RISHI SUNAK is holding urgent discussions with NHS management on how the health service will cope through the winter, given chronic staff shortages and ongoing industrial disputes.
Day by day the scale of deterioration of the public estate caused by 13 years of reckless spending cuts becomes clearer. The collapsing Raac concrete behind the crumbling schools crisis turns out to be present in hospitals too, and even in Parliament itself.
This is the context in which Tony Blair wades into Labour’s policy debate to caution against raising public spending. Blair is not bothered by the similarity between Keir Starmer’s policies and those of Rishi Sunak: he argues that this is positive since it suggests a political consensus.
It does. Behind the smokescreen of party-on-party insults Westminster is now a palace of consensus.
The 2015-19 years in which voters were offered a choice between different political visions are long gone, something Blair welcomes, praising Starmer for smashing the Labour left, arguing that Jeremy Corbyn was taking the party to the brink of extinction.
Consensus now reigns on the NHS, where both parties oppose higher spending and back greater reliance on the private sector.
It applies to public spending, with Labour claiming there can be no “big government cheque book” for public services at a time when corporate profits are through the roof.
It has a chokehold on foreign policy, where both parties are committed to escalating the Ukraine war and compete to scaremonger over a nonexistent threat from China.
The problem with all this consensus is that it does not reflect public opinion.
Polls show majorities in favour of renationalising rail, mail, energy and water, yet in this supposed democracy the majority opinion of the electorate counts for nothing.
People want corporate profits reined in, windfall taxes on energy, wealth taxes on the rich.
Nor are our rulers confident of public support for their warmongering foreign policy — hence the crude efforts to control opinion through banning foreign-owned media outlets and threatening MPs who step out of line with excommunication.
The political consensus in favour of the same privatisation and cuts agenda we have suffered under for 13 years has been imposed.
It is policed so fiercely precisely because the same Corbyn accused by Blair of bringing Labour to the edge of ruin in fact built it into the largest political party in western Europe and, in 2017, raised its vote share from 30 to 40 per cent in just two years, the biggest vote share increase the party had achieved in seven decades and one which saw it win more votes in England than Blair did in his 1997 landslide.

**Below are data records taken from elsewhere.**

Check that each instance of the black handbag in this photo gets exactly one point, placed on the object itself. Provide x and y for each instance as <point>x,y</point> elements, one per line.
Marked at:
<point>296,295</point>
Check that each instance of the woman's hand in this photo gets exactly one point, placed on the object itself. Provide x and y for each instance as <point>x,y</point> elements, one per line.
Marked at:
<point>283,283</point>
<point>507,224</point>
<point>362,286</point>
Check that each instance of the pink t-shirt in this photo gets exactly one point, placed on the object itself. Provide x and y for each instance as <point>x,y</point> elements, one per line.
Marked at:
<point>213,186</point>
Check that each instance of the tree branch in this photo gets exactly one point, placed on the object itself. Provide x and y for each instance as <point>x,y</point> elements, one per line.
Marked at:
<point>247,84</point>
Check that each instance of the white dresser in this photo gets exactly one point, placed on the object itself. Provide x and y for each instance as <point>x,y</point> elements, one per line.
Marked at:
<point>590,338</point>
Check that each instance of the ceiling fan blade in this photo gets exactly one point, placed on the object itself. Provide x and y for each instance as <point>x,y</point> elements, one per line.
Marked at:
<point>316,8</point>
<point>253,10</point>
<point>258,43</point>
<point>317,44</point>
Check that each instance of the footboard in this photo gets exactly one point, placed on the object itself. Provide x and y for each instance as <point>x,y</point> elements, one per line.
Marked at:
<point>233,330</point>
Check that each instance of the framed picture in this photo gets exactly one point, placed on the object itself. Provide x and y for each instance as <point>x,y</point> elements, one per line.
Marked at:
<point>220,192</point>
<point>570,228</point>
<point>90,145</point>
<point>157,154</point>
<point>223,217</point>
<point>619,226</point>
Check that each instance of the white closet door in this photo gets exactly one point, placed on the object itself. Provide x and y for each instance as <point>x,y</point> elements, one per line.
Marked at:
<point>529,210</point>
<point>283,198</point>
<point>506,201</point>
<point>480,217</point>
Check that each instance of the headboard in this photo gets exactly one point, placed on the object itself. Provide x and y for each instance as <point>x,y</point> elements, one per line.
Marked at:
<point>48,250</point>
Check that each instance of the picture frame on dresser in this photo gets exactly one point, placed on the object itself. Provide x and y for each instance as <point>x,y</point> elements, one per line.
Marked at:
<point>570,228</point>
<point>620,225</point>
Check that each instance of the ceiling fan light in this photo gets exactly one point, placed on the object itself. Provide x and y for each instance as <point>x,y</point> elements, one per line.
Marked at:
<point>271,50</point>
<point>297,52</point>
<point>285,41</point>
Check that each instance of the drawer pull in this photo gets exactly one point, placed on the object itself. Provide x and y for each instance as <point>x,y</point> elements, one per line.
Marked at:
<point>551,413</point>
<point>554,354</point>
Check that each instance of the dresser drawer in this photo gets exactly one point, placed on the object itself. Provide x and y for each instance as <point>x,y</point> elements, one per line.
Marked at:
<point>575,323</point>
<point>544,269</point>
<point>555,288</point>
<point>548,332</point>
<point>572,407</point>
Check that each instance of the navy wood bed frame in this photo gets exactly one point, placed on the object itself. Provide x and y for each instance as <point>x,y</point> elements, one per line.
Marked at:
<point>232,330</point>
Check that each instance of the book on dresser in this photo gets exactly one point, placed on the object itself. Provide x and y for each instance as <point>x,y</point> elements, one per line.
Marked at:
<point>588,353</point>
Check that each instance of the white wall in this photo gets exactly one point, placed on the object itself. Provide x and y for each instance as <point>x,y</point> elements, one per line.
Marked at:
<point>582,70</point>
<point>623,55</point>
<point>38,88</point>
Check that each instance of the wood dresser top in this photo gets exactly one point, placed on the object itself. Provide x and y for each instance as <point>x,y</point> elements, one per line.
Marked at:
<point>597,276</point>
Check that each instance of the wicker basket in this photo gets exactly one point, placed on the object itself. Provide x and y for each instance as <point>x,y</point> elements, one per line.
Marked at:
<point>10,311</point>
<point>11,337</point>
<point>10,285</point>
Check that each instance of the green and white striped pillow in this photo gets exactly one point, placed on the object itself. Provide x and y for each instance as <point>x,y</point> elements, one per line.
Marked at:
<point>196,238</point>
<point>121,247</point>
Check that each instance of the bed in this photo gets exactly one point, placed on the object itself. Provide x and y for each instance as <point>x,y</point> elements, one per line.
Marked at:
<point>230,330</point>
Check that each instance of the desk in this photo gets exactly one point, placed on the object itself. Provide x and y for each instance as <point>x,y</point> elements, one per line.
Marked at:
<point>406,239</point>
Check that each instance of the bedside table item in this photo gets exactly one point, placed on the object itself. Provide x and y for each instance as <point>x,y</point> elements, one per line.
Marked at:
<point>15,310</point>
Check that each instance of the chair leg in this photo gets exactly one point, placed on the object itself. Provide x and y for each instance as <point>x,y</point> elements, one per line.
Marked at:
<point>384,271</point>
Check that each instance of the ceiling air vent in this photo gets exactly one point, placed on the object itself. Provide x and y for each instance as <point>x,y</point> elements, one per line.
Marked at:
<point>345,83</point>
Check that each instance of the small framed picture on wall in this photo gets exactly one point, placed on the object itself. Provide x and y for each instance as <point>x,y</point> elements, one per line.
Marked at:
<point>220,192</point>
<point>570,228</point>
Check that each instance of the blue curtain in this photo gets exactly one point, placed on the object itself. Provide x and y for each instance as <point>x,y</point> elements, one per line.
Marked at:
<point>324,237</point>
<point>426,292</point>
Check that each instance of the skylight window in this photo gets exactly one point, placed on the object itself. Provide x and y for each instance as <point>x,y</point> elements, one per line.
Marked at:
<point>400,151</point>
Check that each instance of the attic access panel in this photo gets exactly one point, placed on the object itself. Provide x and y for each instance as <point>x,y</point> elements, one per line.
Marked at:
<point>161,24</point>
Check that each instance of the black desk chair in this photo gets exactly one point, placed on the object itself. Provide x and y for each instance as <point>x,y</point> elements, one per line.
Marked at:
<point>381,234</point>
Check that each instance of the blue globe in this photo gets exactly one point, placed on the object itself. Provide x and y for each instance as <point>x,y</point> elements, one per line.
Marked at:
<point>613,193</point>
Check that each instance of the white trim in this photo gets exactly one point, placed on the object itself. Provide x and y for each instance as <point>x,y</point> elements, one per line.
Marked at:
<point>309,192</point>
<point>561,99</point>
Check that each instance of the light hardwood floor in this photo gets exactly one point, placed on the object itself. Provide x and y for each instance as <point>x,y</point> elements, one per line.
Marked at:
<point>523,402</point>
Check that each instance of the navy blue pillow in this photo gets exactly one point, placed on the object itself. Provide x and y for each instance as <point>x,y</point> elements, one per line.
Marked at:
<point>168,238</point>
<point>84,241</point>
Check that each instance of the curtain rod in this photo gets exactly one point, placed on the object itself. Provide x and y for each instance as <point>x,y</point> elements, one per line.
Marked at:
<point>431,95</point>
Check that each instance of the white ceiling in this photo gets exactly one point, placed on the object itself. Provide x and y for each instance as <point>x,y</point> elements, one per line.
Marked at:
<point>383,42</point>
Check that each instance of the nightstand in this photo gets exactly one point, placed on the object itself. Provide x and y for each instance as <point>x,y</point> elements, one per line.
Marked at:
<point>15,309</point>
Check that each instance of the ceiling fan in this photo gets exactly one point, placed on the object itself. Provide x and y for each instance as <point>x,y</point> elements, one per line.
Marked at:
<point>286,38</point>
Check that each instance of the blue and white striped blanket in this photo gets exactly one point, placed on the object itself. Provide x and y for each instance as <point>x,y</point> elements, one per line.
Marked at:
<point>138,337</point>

Yes, the story was very different two years later — but because of a concerted effort by British state and ruling-class institutions, from the media to MI6 to the majority of Labour MPs, to wreck a political project that threatened their wealth and power.
Despite all this they have not manufactured consent. People know hospitals need more staff and more beds, and that “technology” alone is not going to solve their problems.
Blair, like Starmer, plugs new technologies as some kind of alternative to public investment.
He is right that politicians need to get to grips with the AI revolution — but not to impose digital ID cards on every citizen as he advises, but because technology is being used to impose unprecedented levels of surveillance on workers and to undermine their jobs, pay and conditions.
Ultimately the question of whether technology will improve our working lives and public services, or simply raise the rate of exploitation, depends on what it always did — ownership and control.
Blair’s beloved consensus keeps ownership and control of our economy in the hands of the few. It is high time the labour movement looks to ways to burst that consensus apart.